After weighing my options (figuring out where my wife didn't want to go for a future vacation), I decided on China. The trip would include stops in Hong Kong, Macau, and within China proper---Guangzhou, Beijing, and Shanghai.
A few buddies from the program also elected the China trip. We decided to take advantage of what little free summer we had and head over a few days early to explore Hong Kong. I was stoked and immediately started planning. Within a week I had an excel sheet with activities built out to the half hour. We booked our hotel, purchased our plane tickets, and raided the local TJ MAXX for matching Hawaiian shirts.
Before we knew it, we had wrapped up Year 1 of the MBA program and were heading to Houston to catch our flight to Hong Kong. I attempted to get some rest on EVA Air's Hello Kitty plane but my mind was running wild with anticipation.

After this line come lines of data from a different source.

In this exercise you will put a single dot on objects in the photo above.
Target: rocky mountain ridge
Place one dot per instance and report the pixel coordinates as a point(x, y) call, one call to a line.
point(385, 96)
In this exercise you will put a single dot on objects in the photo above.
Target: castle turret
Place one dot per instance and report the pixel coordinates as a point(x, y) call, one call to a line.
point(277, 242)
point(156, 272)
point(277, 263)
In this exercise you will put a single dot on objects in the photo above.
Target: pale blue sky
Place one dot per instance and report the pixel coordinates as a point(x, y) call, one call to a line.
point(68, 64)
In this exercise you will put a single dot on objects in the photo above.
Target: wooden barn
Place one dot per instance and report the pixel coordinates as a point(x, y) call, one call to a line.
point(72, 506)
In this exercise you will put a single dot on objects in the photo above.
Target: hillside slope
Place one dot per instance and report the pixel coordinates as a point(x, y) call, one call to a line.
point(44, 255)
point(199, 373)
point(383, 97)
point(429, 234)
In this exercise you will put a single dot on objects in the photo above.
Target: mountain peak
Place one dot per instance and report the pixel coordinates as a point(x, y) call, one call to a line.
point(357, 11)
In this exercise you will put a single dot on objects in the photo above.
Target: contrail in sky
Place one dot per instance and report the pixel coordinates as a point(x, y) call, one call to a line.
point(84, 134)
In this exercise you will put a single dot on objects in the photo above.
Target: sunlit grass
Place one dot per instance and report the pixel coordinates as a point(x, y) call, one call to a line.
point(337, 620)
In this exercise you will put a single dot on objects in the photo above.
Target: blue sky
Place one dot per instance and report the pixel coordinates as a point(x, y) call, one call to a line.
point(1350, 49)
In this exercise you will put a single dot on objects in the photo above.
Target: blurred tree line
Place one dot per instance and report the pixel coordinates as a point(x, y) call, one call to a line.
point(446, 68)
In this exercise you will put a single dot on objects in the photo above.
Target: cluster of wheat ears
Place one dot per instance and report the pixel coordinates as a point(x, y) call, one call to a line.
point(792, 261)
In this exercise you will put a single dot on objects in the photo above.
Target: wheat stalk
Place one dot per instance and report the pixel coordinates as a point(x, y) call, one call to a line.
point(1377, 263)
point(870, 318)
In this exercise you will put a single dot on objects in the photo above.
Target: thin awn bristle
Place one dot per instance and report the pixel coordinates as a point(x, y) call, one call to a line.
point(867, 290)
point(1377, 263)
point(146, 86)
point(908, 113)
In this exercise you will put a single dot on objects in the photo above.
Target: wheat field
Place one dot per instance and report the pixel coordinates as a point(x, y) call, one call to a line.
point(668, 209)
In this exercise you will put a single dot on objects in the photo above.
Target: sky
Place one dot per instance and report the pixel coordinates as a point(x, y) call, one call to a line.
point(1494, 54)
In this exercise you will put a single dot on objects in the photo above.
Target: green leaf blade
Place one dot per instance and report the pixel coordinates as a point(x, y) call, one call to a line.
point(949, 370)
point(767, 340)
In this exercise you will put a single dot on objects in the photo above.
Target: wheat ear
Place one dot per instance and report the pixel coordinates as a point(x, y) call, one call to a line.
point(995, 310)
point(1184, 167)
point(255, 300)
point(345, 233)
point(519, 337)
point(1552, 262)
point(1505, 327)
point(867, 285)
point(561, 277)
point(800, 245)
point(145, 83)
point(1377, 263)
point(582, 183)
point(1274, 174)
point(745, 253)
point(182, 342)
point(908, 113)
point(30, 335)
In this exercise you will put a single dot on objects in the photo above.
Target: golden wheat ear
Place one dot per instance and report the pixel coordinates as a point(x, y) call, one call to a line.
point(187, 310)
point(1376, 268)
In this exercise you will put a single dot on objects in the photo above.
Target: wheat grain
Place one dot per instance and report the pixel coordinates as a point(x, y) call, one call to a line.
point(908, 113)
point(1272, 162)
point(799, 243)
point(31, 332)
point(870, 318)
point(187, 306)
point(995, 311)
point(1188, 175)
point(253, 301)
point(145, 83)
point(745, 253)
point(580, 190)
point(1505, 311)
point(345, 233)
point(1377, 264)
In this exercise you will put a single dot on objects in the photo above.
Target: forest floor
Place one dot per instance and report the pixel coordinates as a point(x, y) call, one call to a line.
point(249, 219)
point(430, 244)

19ish hours and one quick stop in Taipei later, we had arrived. We grabbed our bags and somehow hailed a taxi. I don't know the weight or passenger limit of these vehicles but I'm certain we broke both. We were all pretty tired, the humidity was outrageous, and the only thing we had to cool us down was a tiny desk fan the driver had positioned on the corner of his dashboard. It had the strength and cooling factor of a toddler blowing out birthday candles.
Nauseous, hungry, and itching to use our selfie stick, we finally made it to Kowloon. We checked in to what may have been the cheapest hotel in all of Kowloon, dropped off our bags, and hit the streets.
Over the next few days, we explored a fraction of what Hong Kong had to offer.
There was an epic trek to Victoria Peak. As the sun disappeared, electrical lights on an endless sea of skyscrapers appeared.
Another day, as rain attempted to foil our visit to Tian Tan Buddha (AKA Big Buddha), we hopped on a bus and winded our way up to Ngong Ping. A thick fog covered the mountain. Visitors were few and far between. We climbed the 268 steps up to the Buddha and dined on some interesting vegetarian options at Po Lin Monastery.
By way of Uber and a transfer to a local cabbie, we ventured to the outer territories to Sai Wan Pavilion. We began our hike in search of Sheung Luk Stream. After miles of beautiful beaches and trails, we arrived at a picturesque waterfall. We had it all to ourselves initially but with time, others arrived--- including a Buddhist monk who free climbed the face of the waterfall.
But the reality is we didn't even need to leave the city in our search for adventure. At every corner there was something new, something impressively different than anything we had seen before.
You could see a new world on a single street. Each vendor, each passerby a new story. Every sight and smell, a new universe.
In Hong Kong, adventure is infinite.